Closed smspillaz closed 9 years ago

smspillaz commented 9 years ago

I'm getting the following traceback on pypy3

Traceback (most recent call last):
  File "/home/travis/build/polysquare/polysquare-ci-scripts/setup.py", line 44, in <module>
    include_package_data=True)
  File "/opt/python/pypy3-2.4.0/lib-python/3/distutils/core.py", line 148, in setup
    dist.run_commands()
  File "/opt/python/pypy3-2.4.0/lib-python/3/distutils/dist.py", line 917, in run_commands
    self.run_command(cmd)
  File "/opt/python/pypy3-2.4.0/lib-python/3/distutils/dist.py", line 936, in run_command
    cmd_obj.run()
  File "/home/travis/virtualenv/pypy3-2.4.0/site-packages/setuptools_green/__init__.py", line 34, in run
    sys.exit(green.cmdline.main())
  File "/home/travis/virtualenv/pypy3-2.4.0/site-packages/green/cmdline.py", line 87, in main
    result = run(test_suite, stream, args) # pragma: no cover
  File "/home/travis/virtualenv/pypy3-2.4.0/site-packages/green/runner.py", line 52, in run
    pool = LoggingDaemonlessPool(processes=args.subprocesses or None)
  File "/home/travis/virtualenv/pypy3-2.4.0/site-packages/green/subprocess.py", line 98, in __init__
    initargs, maxtasksperchild, context)
TypeError: __init__() takes at most 5 arguments (6 given)
e3krisztian commented 9 years ago

context is optional in multiprocessing.Pool.__init__ and not used in green at all.

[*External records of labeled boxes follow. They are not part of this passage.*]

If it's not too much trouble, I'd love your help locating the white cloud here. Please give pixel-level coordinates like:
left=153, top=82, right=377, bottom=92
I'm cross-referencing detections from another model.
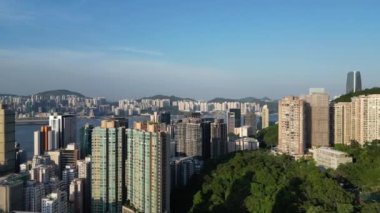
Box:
left=110, top=47, right=164, bottom=56
left=0, top=49, right=237, bottom=98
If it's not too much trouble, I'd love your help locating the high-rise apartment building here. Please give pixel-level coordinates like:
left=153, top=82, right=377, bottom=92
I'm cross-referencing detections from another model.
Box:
left=34, top=126, right=53, bottom=155
left=201, top=119, right=212, bottom=160
left=126, top=124, right=170, bottom=213
left=79, top=124, right=94, bottom=159
left=0, top=175, right=25, bottom=212
left=227, top=112, right=236, bottom=133
left=91, top=118, right=126, bottom=212
left=62, top=166, right=78, bottom=192
left=0, top=104, right=16, bottom=176
left=346, top=71, right=362, bottom=93
left=175, top=117, right=202, bottom=157
left=305, top=88, right=330, bottom=147
left=49, top=113, right=77, bottom=148
left=261, top=104, right=269, bottom=129
left=41, top=189, right=68, bottom=213
left=334, top=94, right=380, bottom=145
left=77, top=157, right=91, bottom=213
left=211, top=119, right=227, bottom=158
left=278, top=96, right=307, bottom=155
left=24, top=180, right=45, bottom=212
left=60, top=143, right=79, bottom=170
left=334, top=102, right=351, bottom=145
left=243, top=112, right=257, bottom=133
left=69, top=178, right=88, bottom=213
left=229, top=108, right=241, bottom=128
left=160, top=112, right=171, bottom=125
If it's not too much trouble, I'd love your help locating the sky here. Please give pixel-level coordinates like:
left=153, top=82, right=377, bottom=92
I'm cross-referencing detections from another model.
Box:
left=0, top=0, right=380, bottom=100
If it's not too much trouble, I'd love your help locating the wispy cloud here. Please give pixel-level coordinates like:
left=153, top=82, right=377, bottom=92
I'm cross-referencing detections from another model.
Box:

Would it do any harm if removed from LoggingDaemonlessPool.__init__?

CleanCut commented 9 years ago

@smspillaz

First, I'm not at all surprised that pypy3 crashed, as pypy3 targets the functionality of CPython 3.2.5, and CPython 3.2.0 was so hilariously awful from an implementing-green-point-of-view that I never even attempted it. (Green officially supports CPython 2.7, 3.4+, and pypy)

Second, I was absolutely shocked that pypy3 passed all of green's unit tests once this issue you pointed out was addressed. Either a lot of things changed between CPython 3.2.0 and 3.2.5, or pypy3 has just done an excellent job of adopting post-3.2 behavior.

Third, I took the advice of @krisztianfekete and just stopped attempting to pass-thru context. It's a slightly simpler fix for the moment (unless we start using context in the future).

It looks like I should be able to put this out in a 1.11.0 release later today.